Why We Should Go Paperless at Chess Tournaments
Dear Chess Organizers, Arbiters and yes—Players too,
After a recent Sunday’s event, I came to a conclusion: We should all move toward paperless tournaments.
Let me tell you what happened.
I was part of the chess team from the Mechanics’ Institute Chess Club, and in partnership with the Civic Center District, we held a chess event at UN Plaza in San Francisco.
It’s a fun, energetic place in the heart of the city — right across from the farmer’s market, with tons of people walking by. We planned a scholastic tournament with a maximum of 60 players, using a 4-round G/30;d5 time control (yes, delay is common in the U.S… don’t get me started!).
As arbiters, we’re so used to relying on our pairing software — print the pairings, post them, players find their spots, and off we go. But what if you have no power outlets and no printer?
That’s exactly what we faced. And it turned out to be the perfect opportunity to show the world (well, at least the local community!) that we don’t need paper to run a tournament.

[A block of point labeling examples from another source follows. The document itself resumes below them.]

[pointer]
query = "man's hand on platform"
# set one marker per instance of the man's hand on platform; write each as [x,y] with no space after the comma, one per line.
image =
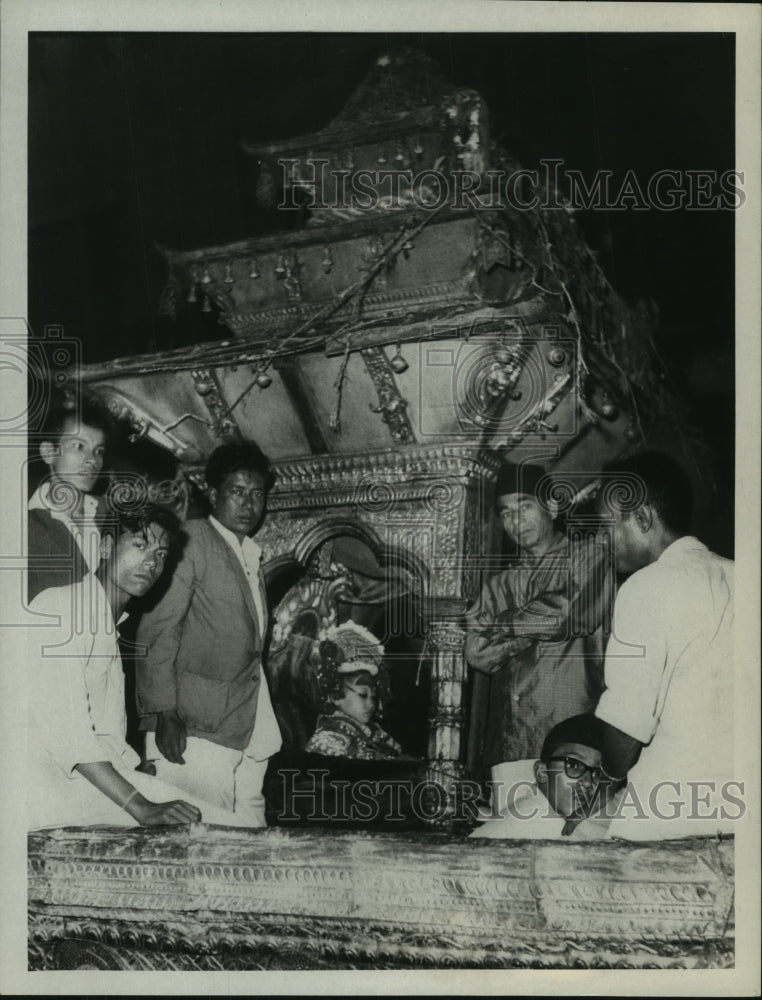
[163,813]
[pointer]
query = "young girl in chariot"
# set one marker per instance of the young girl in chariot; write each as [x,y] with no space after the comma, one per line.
[352,679]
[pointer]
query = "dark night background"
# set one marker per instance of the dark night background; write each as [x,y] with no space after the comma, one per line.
[135,139]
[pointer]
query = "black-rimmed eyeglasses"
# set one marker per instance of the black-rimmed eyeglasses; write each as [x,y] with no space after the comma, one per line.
[577,769]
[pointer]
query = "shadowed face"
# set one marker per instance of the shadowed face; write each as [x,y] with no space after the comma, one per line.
[358,701]
[137,562]
[77,458]
[570,796]
[239,502]
[525,521]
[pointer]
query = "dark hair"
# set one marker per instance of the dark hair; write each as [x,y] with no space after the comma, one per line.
[585,729]
[113,520]
[82,412]
[662,483]
[230,458]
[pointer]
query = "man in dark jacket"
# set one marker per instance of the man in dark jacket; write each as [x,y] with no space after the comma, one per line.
[63,539]
[201,689]
[536,635]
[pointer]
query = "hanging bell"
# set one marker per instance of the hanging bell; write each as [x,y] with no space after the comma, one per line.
[608,411]
[398,363]
[204,386]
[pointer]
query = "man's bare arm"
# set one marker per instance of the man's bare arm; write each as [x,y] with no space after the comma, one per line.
[107,780]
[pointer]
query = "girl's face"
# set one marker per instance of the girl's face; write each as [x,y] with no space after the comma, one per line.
[358,701]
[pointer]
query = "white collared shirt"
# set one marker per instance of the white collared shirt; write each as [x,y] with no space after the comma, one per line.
[76,690]
[266,738]
[84,532]
[669,680]
[249,554]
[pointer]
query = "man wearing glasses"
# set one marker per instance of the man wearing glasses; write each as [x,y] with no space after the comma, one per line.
[559,796]
[201,690]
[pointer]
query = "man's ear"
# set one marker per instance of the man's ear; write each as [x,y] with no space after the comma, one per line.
[644,518]
[48,451]
[107,547]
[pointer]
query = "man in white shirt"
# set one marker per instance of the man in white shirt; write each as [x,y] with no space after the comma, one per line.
[80,769]
[63,538]
[668,701]
[201,690]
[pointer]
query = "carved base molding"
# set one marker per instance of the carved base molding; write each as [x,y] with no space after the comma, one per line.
[213,898]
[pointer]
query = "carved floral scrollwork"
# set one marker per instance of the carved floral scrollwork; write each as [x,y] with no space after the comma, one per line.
[391,405]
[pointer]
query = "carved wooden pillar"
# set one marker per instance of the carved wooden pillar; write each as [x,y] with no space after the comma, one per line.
[447,640]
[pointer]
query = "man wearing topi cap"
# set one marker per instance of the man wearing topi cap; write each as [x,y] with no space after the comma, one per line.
[535,636]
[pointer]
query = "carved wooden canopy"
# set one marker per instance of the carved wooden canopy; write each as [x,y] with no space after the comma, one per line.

No printed pairings. No result slips. Just clean, digital information!
How to Run a Paperless Chess Event
1. Create a private Google Sheet
This is your working document for pairings, standings, and results.
2. Create a public Google Sheet
Use IMPORTRANGE to mirror data from your private sheet to this public one. Why? Because if many people are viewing the same sheet you're editing, it can become slow or inaccessible — so it’s best to separate the two.
3. Share the public sheet
Send the link to participants in your pre-event welcome email, the morning-of reminder, or display a QR code at the venue.
4. Post pairings and standings in real time
Do this on your private sheet, and tell participants to refresh the public sheet to view the latest updates.
5. Collecting Results:
- For scholastic tournaments: I have players report results directly to me. This lets me confirm they sat on the correct side, played the right opponent, and agree on the outcome.
- For open tournaments: I either give players edit access to input results themselves, or continue collecting them manually.
6. Pro Tip:
Duplicate your pairing/results sheet after each round to maintain a record of every round’s data.
This isn’t rocket science — honestly, my kids could probably do this! So why don’t we see more paperless tournaments?
What are your thoughts?
Let’s keep pushing forward and changing old habits.